Overcoming Barriers to Health and Wellbeing, tel est le thème choisi par les membres de l’Association des ergothérapeutes et de la Rehabilitation and Health Society (RHS) de l’Université de Maurice pour célébrer la journée mondiale de l’ergothérapie le jeudi 27 octobre à l’Auditorium Octave Wiehe à Réduit. Des jeunes préparant leur licence dans ces domaines de médecines auxiliaires invitent le public à découvrir cette discipline qui, disent-ils, permet aux patients de renouer avec les activités de la vie quotidienne.
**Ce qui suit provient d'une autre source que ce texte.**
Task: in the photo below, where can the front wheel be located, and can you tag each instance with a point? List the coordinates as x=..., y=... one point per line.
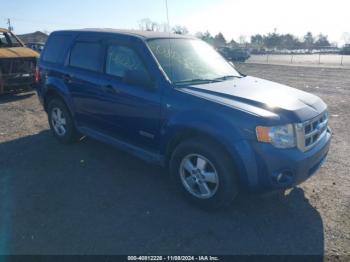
x=204, y=172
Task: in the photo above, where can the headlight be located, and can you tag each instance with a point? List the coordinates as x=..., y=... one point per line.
x=279, y=136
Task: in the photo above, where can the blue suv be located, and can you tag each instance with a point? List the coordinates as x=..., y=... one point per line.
x=174, y=101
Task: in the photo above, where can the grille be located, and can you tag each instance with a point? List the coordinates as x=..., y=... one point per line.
x=310, y=132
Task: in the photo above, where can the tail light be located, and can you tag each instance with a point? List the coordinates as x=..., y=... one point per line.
x=37, y=75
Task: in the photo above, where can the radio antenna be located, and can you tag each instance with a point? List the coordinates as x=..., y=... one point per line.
x=169, y=30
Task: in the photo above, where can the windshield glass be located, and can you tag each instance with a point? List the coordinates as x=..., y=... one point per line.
x=190, y=60
x=8, y=40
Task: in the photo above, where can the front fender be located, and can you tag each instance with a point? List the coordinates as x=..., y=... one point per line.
x=230, y=137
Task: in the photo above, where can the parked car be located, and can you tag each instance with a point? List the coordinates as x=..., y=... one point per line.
x=346, y=50
x=174, y=101
x=38, y=47
x=17, y=62
x=234, y=54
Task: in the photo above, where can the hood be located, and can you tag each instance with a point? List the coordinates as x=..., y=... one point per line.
x=262, y=97
x=17, y=52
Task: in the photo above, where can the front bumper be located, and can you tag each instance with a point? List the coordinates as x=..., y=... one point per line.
x=293, y=165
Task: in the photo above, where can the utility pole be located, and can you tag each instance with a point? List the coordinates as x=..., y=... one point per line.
x=10, y=27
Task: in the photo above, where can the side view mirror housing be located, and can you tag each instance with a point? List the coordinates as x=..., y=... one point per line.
x=139, y=78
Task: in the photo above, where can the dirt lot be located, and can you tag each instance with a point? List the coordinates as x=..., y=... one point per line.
x=89, y=198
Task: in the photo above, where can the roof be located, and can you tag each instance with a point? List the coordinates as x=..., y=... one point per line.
x=34, y=37
x=135, y=33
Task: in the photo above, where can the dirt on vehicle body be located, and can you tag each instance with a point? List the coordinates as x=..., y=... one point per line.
x=17, y=62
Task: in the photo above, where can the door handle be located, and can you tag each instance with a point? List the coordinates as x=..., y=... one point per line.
x=67, y=78
x=110, y=89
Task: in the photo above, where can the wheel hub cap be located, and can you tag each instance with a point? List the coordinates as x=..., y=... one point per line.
x=199, y=176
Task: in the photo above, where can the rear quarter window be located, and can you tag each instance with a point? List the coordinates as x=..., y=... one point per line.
x=86, y=55
x=56, y=48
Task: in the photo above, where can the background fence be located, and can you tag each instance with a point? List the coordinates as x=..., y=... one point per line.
x=302, y=59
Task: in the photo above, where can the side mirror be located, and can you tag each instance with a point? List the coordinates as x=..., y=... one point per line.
x=137, y=77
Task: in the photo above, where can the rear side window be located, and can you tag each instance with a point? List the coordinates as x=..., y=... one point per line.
x=56, y=48
x=121, y=59
x=86, y=55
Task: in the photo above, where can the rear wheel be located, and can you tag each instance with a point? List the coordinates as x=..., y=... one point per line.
x=61, y=122
x=204, y=173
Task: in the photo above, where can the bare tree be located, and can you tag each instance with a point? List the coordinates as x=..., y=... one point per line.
x=147, y=24
x=180, y=30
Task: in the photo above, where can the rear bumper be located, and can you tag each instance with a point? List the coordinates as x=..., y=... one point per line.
x=292, y=165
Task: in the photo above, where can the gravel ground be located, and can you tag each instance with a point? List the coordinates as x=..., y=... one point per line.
x=89, y=198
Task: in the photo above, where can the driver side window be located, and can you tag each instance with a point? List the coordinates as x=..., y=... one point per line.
x=121, y=59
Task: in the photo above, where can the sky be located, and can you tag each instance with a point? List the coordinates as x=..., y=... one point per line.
x=234, y=18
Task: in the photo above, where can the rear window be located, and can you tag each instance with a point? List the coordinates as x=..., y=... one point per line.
x=86, y=55
x=56, y=48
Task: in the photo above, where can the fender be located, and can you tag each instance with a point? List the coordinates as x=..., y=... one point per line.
x=57, y=86
x=222, y=131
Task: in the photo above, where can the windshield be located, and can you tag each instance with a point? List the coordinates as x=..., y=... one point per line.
x=8, y=40
x=191, y=60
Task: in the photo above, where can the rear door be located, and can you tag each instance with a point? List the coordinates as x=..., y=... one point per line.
x=83, y=78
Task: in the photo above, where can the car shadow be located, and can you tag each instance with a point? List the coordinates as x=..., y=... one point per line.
x=15, y=96
x=89, y=198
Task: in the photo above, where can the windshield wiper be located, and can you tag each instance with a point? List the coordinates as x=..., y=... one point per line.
x=199, y=80
x=224, y=78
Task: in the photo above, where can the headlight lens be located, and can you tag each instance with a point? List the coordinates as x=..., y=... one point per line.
x=279, y=136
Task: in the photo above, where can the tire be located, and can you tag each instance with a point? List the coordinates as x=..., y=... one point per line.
x=61, y=122
x=218, y=173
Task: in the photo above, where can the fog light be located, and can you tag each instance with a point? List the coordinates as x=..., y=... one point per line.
x=284, y=178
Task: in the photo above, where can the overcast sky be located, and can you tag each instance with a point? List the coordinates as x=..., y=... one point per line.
x=232, y=17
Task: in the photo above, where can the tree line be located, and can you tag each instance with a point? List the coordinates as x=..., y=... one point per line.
x=272, y=40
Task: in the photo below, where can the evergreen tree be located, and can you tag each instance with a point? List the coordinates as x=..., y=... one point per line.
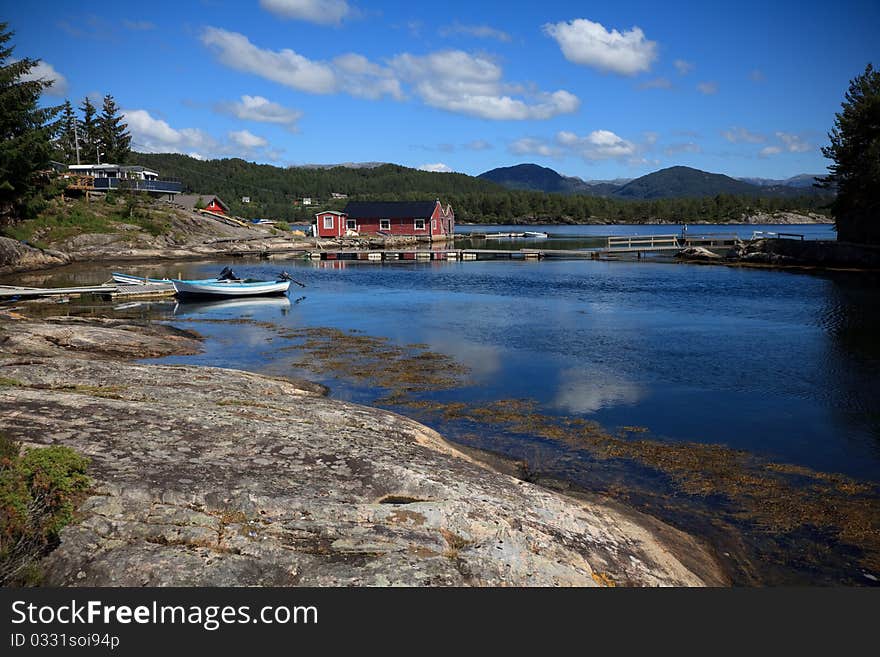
x=855, y=151
x=113, y=137
x=88, y=133
x=65, y=145
x=26, y=130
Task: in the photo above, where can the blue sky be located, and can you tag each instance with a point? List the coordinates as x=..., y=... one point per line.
x=596, y=90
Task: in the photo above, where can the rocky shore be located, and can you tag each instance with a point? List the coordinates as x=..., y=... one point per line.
x=811, y=254
x=206, y=476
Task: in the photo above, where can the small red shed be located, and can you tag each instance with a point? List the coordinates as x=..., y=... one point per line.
x=392, y=218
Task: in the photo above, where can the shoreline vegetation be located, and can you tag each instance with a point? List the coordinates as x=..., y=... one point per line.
x=252, y=489
x=120, y=228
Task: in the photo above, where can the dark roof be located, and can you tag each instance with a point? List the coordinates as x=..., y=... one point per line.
x=390, y=209
x=190, y=200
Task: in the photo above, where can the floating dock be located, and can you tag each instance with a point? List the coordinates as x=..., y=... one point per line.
x=635, y=245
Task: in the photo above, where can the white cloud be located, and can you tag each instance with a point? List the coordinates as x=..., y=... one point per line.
x=600, y=145
x=452, y=80
x=736, y=135
x=793, y=143
x=683, y=147
x=683, y=67
x=479, y=31
x=437, y=167
x=595, y=146
x=767, y=151
x=656, y=83
x=138, y=26
x=153, y=135
x=323, y=12
x=360, y=77
x=478, y=145
x=584, y=42
x=472, y=84
x=707, y=88
x=46, y=72
x=247, y=139
x=285, y=66
x=532, y=146
x=262, y=110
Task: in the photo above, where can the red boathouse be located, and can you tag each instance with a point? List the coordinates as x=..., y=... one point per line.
x=427, y=219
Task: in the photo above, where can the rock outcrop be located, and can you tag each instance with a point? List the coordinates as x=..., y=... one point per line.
x=206, y=476
x=806, y=253
x=18, y=256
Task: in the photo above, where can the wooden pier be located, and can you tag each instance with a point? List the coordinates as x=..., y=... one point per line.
x=636, y=245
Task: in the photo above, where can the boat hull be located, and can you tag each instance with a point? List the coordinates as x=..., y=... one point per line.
x=128, y=279
x=224, y=289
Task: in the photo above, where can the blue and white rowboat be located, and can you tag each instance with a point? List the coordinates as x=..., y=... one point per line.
x=233, y=288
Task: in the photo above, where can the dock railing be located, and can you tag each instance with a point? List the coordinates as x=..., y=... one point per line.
x=766, y=234
x=642, y=242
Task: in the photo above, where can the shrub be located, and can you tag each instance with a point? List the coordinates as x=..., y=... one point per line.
x=40, y=490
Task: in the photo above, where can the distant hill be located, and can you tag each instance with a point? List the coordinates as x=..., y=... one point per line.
x=674, y=182
x=529, y=177
x=802, y=180
x=684, y=182
x=273, y=191
x=347, y=165
x=535, y=178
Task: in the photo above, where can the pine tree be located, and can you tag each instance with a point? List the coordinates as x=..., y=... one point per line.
x=88, y=133
x=26, y=130
x=65, y=145
x=113, y=137
x=855, y=151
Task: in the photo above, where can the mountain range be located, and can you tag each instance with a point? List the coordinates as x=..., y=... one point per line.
x=673, y=182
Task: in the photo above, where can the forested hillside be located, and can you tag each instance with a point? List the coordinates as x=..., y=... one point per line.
x=273, y=192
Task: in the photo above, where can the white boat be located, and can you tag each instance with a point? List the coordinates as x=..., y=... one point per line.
x=229, y=288
x=128, y=279
x=237, y=305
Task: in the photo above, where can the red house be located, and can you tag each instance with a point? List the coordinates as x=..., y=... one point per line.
x=390, y=218
x=210, y=202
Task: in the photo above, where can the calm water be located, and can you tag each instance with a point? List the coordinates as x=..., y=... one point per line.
x=782, y=365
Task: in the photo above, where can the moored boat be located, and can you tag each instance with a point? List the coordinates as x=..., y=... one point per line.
x=128, y=279
x=229, y=288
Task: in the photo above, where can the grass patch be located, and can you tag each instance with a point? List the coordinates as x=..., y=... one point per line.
x=40, y=490
x=58, y=223
x=61, y=220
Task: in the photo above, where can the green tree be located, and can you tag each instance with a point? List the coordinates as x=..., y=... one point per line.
x=855, y=151
x=114, y=140
x=26, y=130
x=88, y=133
x=65, y=145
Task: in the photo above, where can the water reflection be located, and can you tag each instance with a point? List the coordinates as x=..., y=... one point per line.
x=584, y=391
x=237, y=307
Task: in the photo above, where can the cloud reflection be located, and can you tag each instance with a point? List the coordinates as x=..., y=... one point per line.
x=585, y=392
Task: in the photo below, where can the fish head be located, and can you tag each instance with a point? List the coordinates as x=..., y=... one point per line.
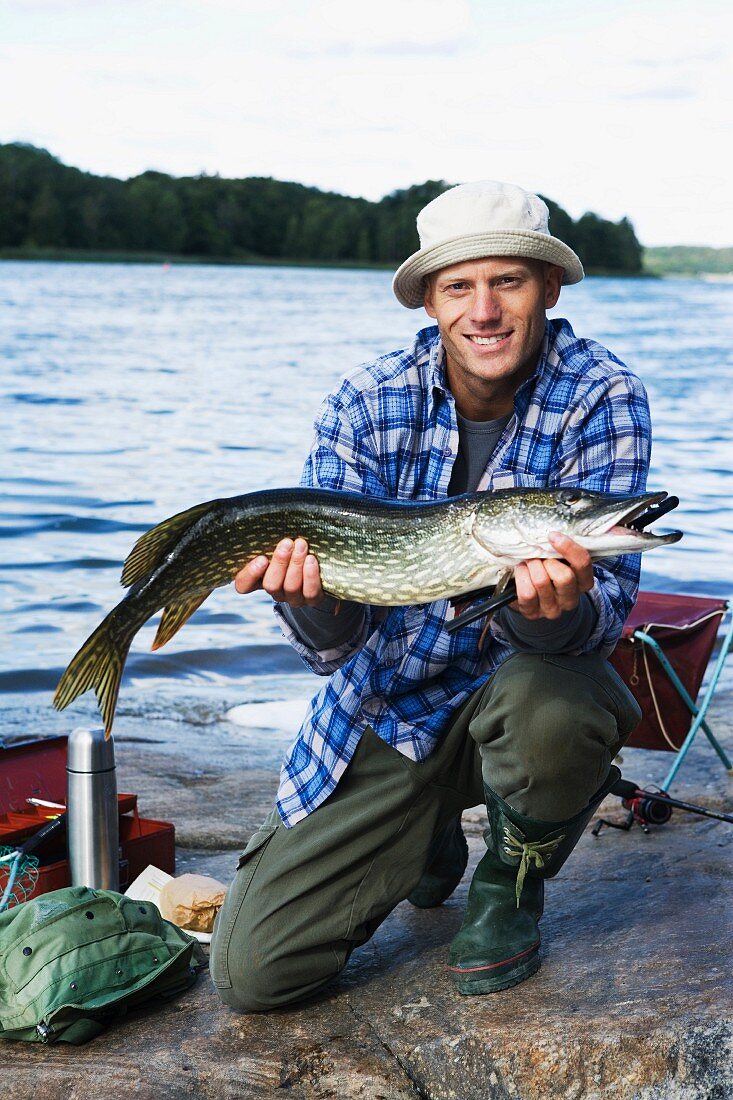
x=514, y=525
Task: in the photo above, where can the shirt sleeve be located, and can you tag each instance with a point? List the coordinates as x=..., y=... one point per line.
x=564, y=635
x=606, y=448
x=342, y=457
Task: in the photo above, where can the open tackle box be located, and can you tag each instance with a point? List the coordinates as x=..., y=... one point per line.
x=37, y=770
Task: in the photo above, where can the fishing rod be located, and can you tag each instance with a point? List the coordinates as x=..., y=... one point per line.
x=652, y=807
x=22, y=865
x=509, y=594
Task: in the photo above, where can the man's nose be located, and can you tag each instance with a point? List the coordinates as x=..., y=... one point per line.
x=485, y=307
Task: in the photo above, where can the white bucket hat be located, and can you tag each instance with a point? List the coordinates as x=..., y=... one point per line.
x=472, y=221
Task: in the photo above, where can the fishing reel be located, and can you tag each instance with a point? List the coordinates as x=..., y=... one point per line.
x=651, y=807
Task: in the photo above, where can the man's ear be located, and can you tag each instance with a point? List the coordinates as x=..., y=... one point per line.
x=553, y=284
x=427, y=299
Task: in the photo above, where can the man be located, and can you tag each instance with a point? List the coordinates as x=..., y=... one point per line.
x=415, y=724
La Rehabilitation and Health Society de l’Université de Maurice (UoM) existe depuis 2004. Elle regroupe une poignée de jeunes préparant une licence dans divers domaines de la médecine auxiliaire, tels que l’ergothérapie, la physiothérapie et la nutrition. Ces étudiants aident aussi plusieurs personnes pour leur permettre de faire face à leurs handicaps sans devoir toujours être dépendants d’une autre personne. Leur démarche consiste à faire connaître cette profession qui, disent-ils, « aide une personne à se prendre en charge là où la médecine rencontre ses limites ».
Mithesh Soobarah, étudiant en quatrième année de BSc Occupational Therapy et membre de la Rehabilitation and Health Society, nous parle de ces métiers qui, pour lui, ont un point commun : « L’approche humaine et psychologique prime à tout moment dans la relation avec le malade. » Cependant, bien que le paramédical soit un domaine passionnant qui ne cesse de croître, ces métiers, indiquent ces jeunes, ne sont souvent pas assez valorisés et reconnus. Pour y remédier, chaque année une journée d’activités à l’occasion de la World Occupational Therapy Day est organisée pour sensibiliser le public à la place qu’occupe la rééducation des malades dans la société. Les étudiants de la Rehabilitation and Health Society mettent à la disposition de ceux qui en ont besoin leurs connaissances pour intervenir dans quatre domaines spécifiques, à savoir la physiothérapie et l’ergothérapie, la pédiatrie, la psychiatrie et la gériatrie. « Nous sommes là pour faciliter la vie de ces patients et la rendre plus confortable », disent-ils. Cette année, la journée d’activités comprendra des causeries, démonstrations et projections de films. Plusieurs ONG oeuvrant dans ces domaines, apporteront leur soutien à ces jeunes qui sont en voie de terminer leurs études et de débuter leur vie professionnelle.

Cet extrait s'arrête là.